Jeff Key: Nous avons constaté que l’utilisation des informations sur les vents Terra et Aqua dans les prévisions météorologiques numériques a amélioré la prévision des trajectoires des ouragans.

Jeff Key a décrit la science réalisée à l’aide de l’instrument MODIS à bord des satellites de recherche Terra et Aqua de la NASA.

Jeff Key: Tout d’abord, nous utilisons l’instrument MODIS sur le satellite Terra, le Spectroradiomètre d’Imagerie à Résolution Modérée, et le point important est qu’il s’agit d’un imageur. C’est en quelque sorte une caméra, mais une caméra qui regarde la Terre dans de nombreuses longueurs d’onde différentes, les longueurs d’onde visibles, les longueurs d’onde thermiques, donc elle mesure les informations réfléchies ainsi que les informations émises, quelque chose que nous considérons comme de la chaleur. Il a également des observations importantes dans la partie vapeur d’eau du spectre électromagnétique. Et ce que cela signifie vraiment, ou ce que cela se résume à, c’est que nous observons de la vapeur d’eau dans l’atmosphère. Nous pouvons également observer le dioxyde de carbone dans l’atmosphère avec l’instrument MODIS. Maintenant, pour les vents, nous utilisons ce qu’on appelle le canal de fenêtre infrarouge qui nous permet de regarder les nuages. Et nous utilisons également un canal de vapeur d’eau, ce qui nous permet de regarder la vapeur d’eau atmosphérique, même dans les zones de ciel clair.
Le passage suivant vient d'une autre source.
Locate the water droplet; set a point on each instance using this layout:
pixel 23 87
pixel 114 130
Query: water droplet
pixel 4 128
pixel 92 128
En 2009, Terra et Aqua ont fonctionné des années au-delà de leur durée de vie prévue.

Jeff Key: Terra et Aqua sont bien en retard sur leur espérance de vie, qui est généralement de six ans. Nous avons donc dépassé cela pour Terra en 2006, puis probablement l’année dernière pour Aqua. Je pense que nous sommes chanceux qu’ils continuent à fonctionner, très bien en fait, et nous espérons qu’ils continueront à l’avenir. Maintenant, sommes-nous prêts pour la perte de MODIS en particulier, mais de Terra et d’Aqua en général? Nous sommes prêts en ce sens que nous avons des plans pour de nouveaux satellites.

Nous remercions aujourd’hui l’Observatoire de la Terre et la mission TERRA de la NASA, qui nous aident à mieux comprendre et à protéger notre planète natale.

Pour en savoir plus sur Dr. Key, voir Les données sur les vents polaires Insufflent une Nouvelle Vie aux prévisions de l’Observatoire de la Terre.

Nos remerciements à:
Jeff Key est un scientifique de l’atmosphère qui étudie les régions polaires de la Terre à l’aide de la météorologie et de la climatologie satellitaires. Key est le Chef de la Branche des Produits Satellitaires Avancés du Centre pour les Applications et la Recherche Satellitaires (STAR), NOAA / NESDIS, situé à l’Université du Wisconsin-Madison dans l’Institut Coopératif d’Études par Satellites Météorologiques. Key a également développé des algorithmes et des modèles à utiliser pour la récupération des propriétés des nuages, des flux radiatifs, des caractéristiques de la neige et de la glace et des vents troposphériques à partir de données satellitaires optiques. Ses recherches actuelles portent sur la variabilité spatiale et temporelle des propriétés des nuages polaires, de la surface et du rayonnement, des vents polaires et des tendances climatiques récentes.

 Jorge Salazar

Au cours de ses années avec EarthSky, Jorge Salazar a mené des milliers d’entretiens approfondis avec des scientifiques. Il en sait beaucoup sur des domaines aussi divers que la nanotechnologie, la gestion écosystémique, le changement climatique, la santé mondiale, les traités environnementaux internationaux, l’astrophysique et la cosmologie et la sécurité environnementale. Jorge travaille actuellement en tant que rédacteur technique / éditeur pour le Texas Advanced Computing Center, qui conçoit et déploie de puissantes technologies informatiques avancées et des solutions logicielles innovantes pour les chercheurs scientifiques.